Learning to lead: 5 practices that help moms in real estate
These are the small, daily disciplines that have helped me step into leadership without losing myself in the process.
1. Begin the day with clarity, not activity
Before opening an email or diving into tasks, take five minutes to identify what truly matters that day. Leadership begins with discernment, not reaction.
2. Practice emotional awareness
Whether in the office or at home, notice your energy before you respond. Self-regulation builds credibility, and calm is contagious.
3. Delegate without guilt
Empower others to take ownership, both at work and at home. Delegation is not a sign of weakness; it is a strategy for scale.
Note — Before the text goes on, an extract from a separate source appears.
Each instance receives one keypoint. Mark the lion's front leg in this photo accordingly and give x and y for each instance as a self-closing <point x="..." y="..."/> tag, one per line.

4. Redefine productivity as progress
You do not need to do everything; you need to move something forward each day. Choose one meaningful action that aligns with your bigger vision, and celebrate that progress. Leadership grows from consistency, not volume.
5. Protect presence like an asset
Whether it is bedtime or a board meeting, give your full focus to the moment you are in. Boundaries are not barriers; they are investments in energy and attention, the actual currency of leadership.
What matters most
Motherhood may change your capacity, but it expands your capability. It asks you to lead with clarity, empathy and intention, qualities the world could use more of.
Motherhood did not change my ambition. It clarified it. It taught me that leadership is not about doing everything at once; it is about knowing what matters most and doing that well. That is the real dividend.